Bizi yönetenlerin yıllardır kullandığı dil küfür ve nefret dili olursa, işlenen suçun gerçek karşılığının olmaz suçluyu, haksızı cesaretlendirmiş, masum ve haklıyı sindirmiş, gücü yetenin güçsüzü istediği cezalandırma alınca kendi adaletini kendisinin sağlayacağı kaos ortamı yaratılmıştır maalesef.
Bir ülkede zamanın ana muhalefet partisi genel başkanı şehit cenazesinde yumruk atılıp, linç edilebiliyorsa…
Sokak ortasında Teksas vari cinayetler işleniyorsa…
Esrar, eroin ve diğer uyuşturucu kullanımının ilkokul çağındaki çocuklara kadar uzandıysa…
Her sokak başında milyonerler türediyse…
Yabancı ülkelerin uyuşturucu baronları kendi aralarındaki çatışmada infaz ediliyorsa…
Üç kuruşa vatandaşlık satılıyorsa…
Futbol müsabakalarında rakip oyuncuya orta sahaya kadar koşturup uçan tekme atabiliyorsa, saldırganı yakalayıp mağduru koruyan rakip takım futbolcusu ödüllendirilmek yerine cezalandırılıyorsa…
Ankara gücü teknik direktörü tahrik edip sözde kulüp başkanı hakemi yumrukluyorsa, diğer kişiler yerde yatan hakemi tekmeliyorsa; bu olaylar ülkenin başkenti Ankara stadyumunda yaşanıyorsa bu ülkenin güvenlik sorunu, adalet sorunu, can güvenliği sorunu var demektir.
Rüzgar eken fırtına biçermiş. Yıllardır bizleri yönetenlerin küfür ve nefret dilini kullanması, her olumsuz olayda karşısındakini suçlaması suyun bulandırılıp gerçeklerin örtbas edilmesine sebeptir.

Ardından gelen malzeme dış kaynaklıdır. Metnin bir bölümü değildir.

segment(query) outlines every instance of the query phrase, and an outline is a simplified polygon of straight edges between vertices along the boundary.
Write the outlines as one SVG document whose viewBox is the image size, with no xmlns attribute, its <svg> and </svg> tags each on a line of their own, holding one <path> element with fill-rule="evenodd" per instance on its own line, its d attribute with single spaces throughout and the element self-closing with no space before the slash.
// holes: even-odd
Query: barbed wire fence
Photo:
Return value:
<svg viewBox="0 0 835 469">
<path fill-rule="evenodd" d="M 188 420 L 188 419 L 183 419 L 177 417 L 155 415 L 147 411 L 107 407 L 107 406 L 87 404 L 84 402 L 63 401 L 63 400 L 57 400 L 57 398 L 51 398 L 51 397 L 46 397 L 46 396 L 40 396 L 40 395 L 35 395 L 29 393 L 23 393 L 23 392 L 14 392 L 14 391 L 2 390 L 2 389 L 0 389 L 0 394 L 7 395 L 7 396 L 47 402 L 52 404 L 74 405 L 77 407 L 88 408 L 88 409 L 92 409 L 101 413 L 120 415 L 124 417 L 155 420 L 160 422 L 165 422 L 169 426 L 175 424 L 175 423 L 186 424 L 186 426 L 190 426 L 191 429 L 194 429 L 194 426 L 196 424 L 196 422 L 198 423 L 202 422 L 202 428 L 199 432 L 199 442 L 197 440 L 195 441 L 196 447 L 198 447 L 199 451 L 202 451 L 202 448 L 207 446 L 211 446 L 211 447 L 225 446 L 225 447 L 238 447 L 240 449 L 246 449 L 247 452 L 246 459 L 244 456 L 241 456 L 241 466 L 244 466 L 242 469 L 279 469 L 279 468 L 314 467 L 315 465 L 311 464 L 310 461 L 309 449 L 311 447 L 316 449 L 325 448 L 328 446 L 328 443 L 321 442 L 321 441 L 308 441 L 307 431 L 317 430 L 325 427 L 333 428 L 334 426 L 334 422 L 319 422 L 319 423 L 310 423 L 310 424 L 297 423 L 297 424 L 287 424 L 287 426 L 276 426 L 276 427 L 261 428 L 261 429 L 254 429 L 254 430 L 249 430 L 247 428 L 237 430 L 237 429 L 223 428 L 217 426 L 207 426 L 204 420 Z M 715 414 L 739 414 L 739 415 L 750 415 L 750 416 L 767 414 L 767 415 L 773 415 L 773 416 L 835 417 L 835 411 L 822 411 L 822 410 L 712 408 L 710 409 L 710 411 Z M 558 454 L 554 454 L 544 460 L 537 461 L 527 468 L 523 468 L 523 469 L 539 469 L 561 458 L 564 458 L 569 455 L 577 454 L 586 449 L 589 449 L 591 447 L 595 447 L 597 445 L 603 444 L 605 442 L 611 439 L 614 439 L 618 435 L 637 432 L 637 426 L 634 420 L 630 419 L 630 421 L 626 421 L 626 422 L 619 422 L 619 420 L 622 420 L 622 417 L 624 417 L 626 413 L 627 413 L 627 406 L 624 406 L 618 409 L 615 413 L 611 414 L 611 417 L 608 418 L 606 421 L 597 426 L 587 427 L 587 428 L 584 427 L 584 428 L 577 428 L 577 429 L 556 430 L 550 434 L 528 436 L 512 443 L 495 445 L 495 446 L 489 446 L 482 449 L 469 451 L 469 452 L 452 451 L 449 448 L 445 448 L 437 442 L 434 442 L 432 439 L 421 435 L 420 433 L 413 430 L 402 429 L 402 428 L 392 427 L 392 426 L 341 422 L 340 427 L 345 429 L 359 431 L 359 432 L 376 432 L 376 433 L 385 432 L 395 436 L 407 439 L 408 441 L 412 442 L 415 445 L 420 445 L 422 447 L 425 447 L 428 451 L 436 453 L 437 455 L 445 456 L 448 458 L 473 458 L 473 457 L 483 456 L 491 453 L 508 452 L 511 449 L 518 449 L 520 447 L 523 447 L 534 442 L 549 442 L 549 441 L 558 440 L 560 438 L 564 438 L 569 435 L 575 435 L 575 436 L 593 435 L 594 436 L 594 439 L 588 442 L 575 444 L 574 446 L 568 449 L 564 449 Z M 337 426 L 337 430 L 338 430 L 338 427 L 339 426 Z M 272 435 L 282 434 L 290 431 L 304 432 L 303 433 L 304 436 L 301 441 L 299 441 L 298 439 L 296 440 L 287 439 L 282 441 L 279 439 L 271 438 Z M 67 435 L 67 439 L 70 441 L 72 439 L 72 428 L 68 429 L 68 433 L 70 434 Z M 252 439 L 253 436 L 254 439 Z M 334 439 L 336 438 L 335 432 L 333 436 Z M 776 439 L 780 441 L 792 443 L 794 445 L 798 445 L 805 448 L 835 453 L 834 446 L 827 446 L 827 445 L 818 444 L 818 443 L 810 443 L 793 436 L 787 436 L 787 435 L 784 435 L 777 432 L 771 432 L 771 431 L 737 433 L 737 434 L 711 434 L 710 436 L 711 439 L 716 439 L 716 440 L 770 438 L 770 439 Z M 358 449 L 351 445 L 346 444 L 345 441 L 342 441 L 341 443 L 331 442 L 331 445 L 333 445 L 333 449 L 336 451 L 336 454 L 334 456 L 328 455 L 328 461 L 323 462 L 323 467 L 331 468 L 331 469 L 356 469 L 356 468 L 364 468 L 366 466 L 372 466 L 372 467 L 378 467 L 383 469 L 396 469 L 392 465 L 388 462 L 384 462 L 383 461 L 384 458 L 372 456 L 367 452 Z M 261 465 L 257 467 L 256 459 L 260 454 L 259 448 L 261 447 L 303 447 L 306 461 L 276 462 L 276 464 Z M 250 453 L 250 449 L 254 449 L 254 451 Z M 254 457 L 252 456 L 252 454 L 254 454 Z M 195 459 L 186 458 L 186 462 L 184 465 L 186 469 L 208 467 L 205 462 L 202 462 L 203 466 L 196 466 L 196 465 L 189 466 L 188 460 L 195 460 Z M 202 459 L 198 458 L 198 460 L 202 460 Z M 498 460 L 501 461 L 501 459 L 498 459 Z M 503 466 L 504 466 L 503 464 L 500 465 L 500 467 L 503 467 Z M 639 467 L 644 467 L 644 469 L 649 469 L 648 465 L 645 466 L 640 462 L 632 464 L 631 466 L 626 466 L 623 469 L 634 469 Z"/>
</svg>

Hukuk devletine yakışmayan işlenen suçların suça göre değil kişiye göre cezalandırılması veya görmezden gelinmesi suçluyu, güçlüyü cesaretlendirmiş, masumu, haklıyı sindirmiştir.
Gücü yetenin güçsüzü ezdiği, istediği gibi mafya vari yöntemlerle cezalandırdığı adaletin değil kurşunların konuştuğu, can güvenliğinin ortadan kaldırıldığı kaos ortamının yaratıldığı böylece ülkenin asıl sorunları olan, üç haneli enflasyon, yokluklar, yolsuzluklar, yasaklar, ilkokul çağına kadar indiği söylenen uyuşturucu kullanımı, neredeyse her iki kişiden birinin anti depresan ilacını kullanır haline getirmesi, eğitimdeki yozlaşma, artan işsizlik, fırsatını bulan her gencin yurt dışına gitmek için fırsat kollaması, en iyi doktorların yurt dışına gitmesi, çevre sorunları, üç kuruşa satılan vatandaşlık uygulaması, ülkenin mülteci kampına dönüştürülmesi, ülke kaynaklarının hoyratça kullanılması her gün sürekli artan iç ve dış borçlarımız, katlanarak büyüyen bütçe açığı bunların konuşulması gerekirken Dilan Polat’lar, fenomenler, Seçil Erzan'lar para kaptıran futbolcular, Fatih Terim fonu olarak anılan fonlar, ülkenin başkenti Ankara’da oynanan futbol müsabakasının hakemi Teknik direktör Emre Belezoğlu’nun da kışkırtması neticesinde kulüp başkanı tarafından milyonların önünde yumruklanıp yere düşürülmesi yerde yatan adamın orada bulunan kişiler tarafından alçakça, acımasızca tekmelenmesi, daha önce başkentte hunharca katledilen eski ülkü ocakları başkanı Sinan Ateşin katillerinin bulunamaması, milyonlarca emeklinin sorunları, işçinin ev kirasına yetmeyen maaşı, intihar eden öğrencilerinin gündem olmamas,ı KYK yurtlarında art arda düşen asansörler, her fırsatta yurt dışına kaçmak isteyen gençler, yurt dışına gitmiş uzman doktorlar, üç kuruşa satılan vatandaşlıklar, Devlet Malzeme Ofisinden çalındığı söylenen 75 bin ton buğday, bir gecede Merkez Bankasından buharlaşan 128 milyar dolar bunca sorunun altında ezilen, rüzgarla sarsılıp fırtınayla savrulan ülkenin vatandaşı olmak kolay değildir.